The photo shoot was progressing the way they often do, becoming a war of wills pitting the perfectionists with the cameras and the lighting and the smoke machine against the impatient subjects arrayed in front of them. Between poses, Deion Sanders was getting fidgety.
The coach of Colorado was surrounded by his people: His agent, the school’s chancellor and athletic director, and 99-year-old superfan Peggy Coppom were among the entourage. As the photo crew pored over details, Sanders lobbed one-liners at his sons—social media maven Deion Jr., Buffaloes quarterback Shedeur and safety Shilo. He wrapped his arm around his daughter, Colorado basketball player Shelomi, kissing her on the temple. He bent over to speak so tiny Peggy could hear him. (Peggy is Deion’s match in terms of personality. “I thought I was coming for the Swimsuit edition,” she said.)
But eventually, this shoot at Folsom Field needed to wrap so Coach Prime could get back to coaching. “We’re doing one more shot,” he said, light but firm. “Let’s go.”
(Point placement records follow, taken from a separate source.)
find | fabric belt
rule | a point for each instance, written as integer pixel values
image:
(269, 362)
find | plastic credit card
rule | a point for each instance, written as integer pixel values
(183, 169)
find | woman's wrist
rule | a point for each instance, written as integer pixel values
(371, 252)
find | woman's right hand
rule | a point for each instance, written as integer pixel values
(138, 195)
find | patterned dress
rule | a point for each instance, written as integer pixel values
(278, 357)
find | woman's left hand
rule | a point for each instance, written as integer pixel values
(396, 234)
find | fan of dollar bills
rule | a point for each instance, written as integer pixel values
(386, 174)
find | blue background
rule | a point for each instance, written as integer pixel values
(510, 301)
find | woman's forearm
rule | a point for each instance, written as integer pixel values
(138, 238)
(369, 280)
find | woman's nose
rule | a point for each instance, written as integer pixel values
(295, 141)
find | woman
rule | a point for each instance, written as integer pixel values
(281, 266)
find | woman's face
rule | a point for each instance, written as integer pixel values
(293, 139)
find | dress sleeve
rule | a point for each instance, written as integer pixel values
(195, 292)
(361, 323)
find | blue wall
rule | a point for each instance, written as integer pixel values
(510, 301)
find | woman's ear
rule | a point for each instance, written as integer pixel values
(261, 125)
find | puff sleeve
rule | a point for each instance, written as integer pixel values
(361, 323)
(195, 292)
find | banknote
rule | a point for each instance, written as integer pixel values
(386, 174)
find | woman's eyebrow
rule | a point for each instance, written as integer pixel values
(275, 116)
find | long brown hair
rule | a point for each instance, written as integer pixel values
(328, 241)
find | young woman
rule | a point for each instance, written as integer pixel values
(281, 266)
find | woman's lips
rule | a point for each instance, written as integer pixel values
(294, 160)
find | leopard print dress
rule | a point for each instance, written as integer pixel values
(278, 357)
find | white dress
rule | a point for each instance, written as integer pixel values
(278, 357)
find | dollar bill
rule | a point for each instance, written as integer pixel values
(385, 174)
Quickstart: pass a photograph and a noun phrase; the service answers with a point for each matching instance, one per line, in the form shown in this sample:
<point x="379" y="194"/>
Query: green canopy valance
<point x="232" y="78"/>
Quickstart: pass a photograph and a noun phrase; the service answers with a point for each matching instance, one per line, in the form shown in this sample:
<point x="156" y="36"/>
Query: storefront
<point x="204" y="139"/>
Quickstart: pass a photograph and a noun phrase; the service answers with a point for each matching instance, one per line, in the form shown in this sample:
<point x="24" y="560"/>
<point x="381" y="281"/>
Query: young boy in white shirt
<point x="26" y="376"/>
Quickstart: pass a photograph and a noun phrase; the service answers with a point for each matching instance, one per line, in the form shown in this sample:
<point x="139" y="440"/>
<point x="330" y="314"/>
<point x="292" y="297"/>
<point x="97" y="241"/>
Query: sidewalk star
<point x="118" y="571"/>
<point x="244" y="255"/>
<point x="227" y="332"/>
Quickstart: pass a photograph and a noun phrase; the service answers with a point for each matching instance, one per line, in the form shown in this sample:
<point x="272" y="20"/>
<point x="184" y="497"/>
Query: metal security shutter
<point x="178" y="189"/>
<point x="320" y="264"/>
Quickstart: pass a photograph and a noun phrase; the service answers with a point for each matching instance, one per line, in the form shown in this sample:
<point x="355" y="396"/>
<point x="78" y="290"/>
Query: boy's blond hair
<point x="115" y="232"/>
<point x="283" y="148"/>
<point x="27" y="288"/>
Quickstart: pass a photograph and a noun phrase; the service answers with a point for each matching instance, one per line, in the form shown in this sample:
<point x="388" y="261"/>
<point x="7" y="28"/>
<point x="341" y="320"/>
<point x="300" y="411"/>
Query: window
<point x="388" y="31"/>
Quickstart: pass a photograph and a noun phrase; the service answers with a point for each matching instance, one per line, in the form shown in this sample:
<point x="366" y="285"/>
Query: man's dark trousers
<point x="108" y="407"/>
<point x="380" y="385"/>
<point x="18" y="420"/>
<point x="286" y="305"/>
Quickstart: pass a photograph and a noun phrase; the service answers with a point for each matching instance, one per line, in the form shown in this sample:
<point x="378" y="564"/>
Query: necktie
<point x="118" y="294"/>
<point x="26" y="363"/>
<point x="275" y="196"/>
One more shot turned into two, with a change of backdrop. Sanders paced between shutter clicks and strobe flashes, talking ball with a visitor, fretting about the tight turnaround for a Friday road game. At that point the Buffaloes were 4–6 and had lost four straight in a rugged Pac-12, three of them by one score, two of them at the very end.
“The Oregon game, I’ve forgotten it,” Sanders said of his team’s lone blowout to that point. “I’ve moved past it. The others stay with me. Three points, seven points—details, consistency. We want to win now.”
Then the photo crew called Sanders to his mark, a square of black tape on the ground where he was to stand with about 100 students roaring behind him. Sanders hit the mark, struck the requested pose; it was glow time. Shades on, diamond-and-gold whistle gleaming around his neck, the Duke of Drip unveiled one of humankind’s most luminous smiles.
Coach Prime lit up on command, as few others can, and his work was done. In a larger sense, his paradigm-shifting, precedent-shattering work—in Colorado and in college football—might be just beginning.